金融機関への資本金払い込みの際に発行される保管証明書若しくは残高証明書ですが会社の資本金を示す書類です。次に登記に関し株式会社の設立登記に就任承諾書・発起人決定書・資本金計上証明書・設立時代表取締役選任決議書が必要です。更に代表取締役の印鑑証明書・代表者の印鑑届出書・登記申請書・定款・登録免許税納付用台紙・OCR用申請用紙が必要です。
会社設立を行う際に必須の書類が定款です。この定款に記載する項目は3つあります。
(1)絶対的記載事項:商号、目的、本店所在地、出資金額、発起人の氏名・住所、発行可能株式総数
(2)相対的記載事項:株式の譲渡制限に関する規定、株券の発行に関する規定、取締役・監査役・会計参与の任期など
(3)任意的記載事項:公告の方法、定時株主総会の開催時期、事業年度等
これらの(1)から(3)の記載事項を踏まえた上で、記載すべき内容を記載します。今はパソコンで電磁的記録(電子データ)に電子署名をする電子定款でも良いことになっています。これには収入印紙代の4万円が浮きます。バックアップをしっかりとっておけば書類と違って紛失することはありませんね。
ところで、会社設立の際、定款の書式や構成、どんな内容を記載するのかご存じない人が多いと思います。そこで、参考になるのが定款の定型文(テンプレート)です。ネット上のWebサイトで定款用テンプレートを多数見ることが出来ますし、無料で使えるものも多いです。定款用テンプレートをネットで検索して、あなたの会社に良いと思えるものをダウンロードして、それをテンプレの書式がWordで作られていたらWordに貼り付けて、カスタマイズすれば良いのです。ただし、同じWordと言っても、バージョンが違うと貼り付けられないこともあるにはありますから、ネット上のテンプレが同じバージョンかどうか注意しましょう。

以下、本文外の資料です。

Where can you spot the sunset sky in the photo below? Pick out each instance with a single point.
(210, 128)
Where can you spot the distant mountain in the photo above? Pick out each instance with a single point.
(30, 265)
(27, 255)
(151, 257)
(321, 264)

会社設立に関する手続きや届出を全部自分でしますか。ある程度専門家と相談をしながら自分でしますか。又は専門家に全てを任せますか。会社設立に関するその道の専門家は行政書士と司法書士です。行政書士は、許認可に関する事項及び認証に関する事項、そして定款の作成や役所に提出する書類や手続きなどを行う専門家、登記に関する専門家が司法書士です。また、会社設立のあとに必要な事柄に関しての専門家として税務の専門家は、税理士と公認会計士です。社会保険、労働保険、労務に関する専門家としては社会保険労務士です。。しかし、専門家に依頼したらかなりの金額になります。自分でやれるところはやるのもひとつの方法です。しかしながら、会社が設立できるまでには、特に初めて会社を作る人にとっては、資金の調達やその他色々な問題に直面して膨大な負担がかかります。そこで最近は会社設立の代行をしてくれる業者に頼むことが多くなってきています。これは会社設立に必要な手続きの殆ど全てを行ってくれるサービスで、代行をお願いすれば、最小限の手続きのみで良くなります。その道の専門家が代行を執り行うので、間違うのではという不安がありません。勿論ある程度のお金はかかります。しかしそれは専門家が施行してくれる安心感をも買うことを意味しますから、ひとつの選択肢として考えてみるのも良いと思います。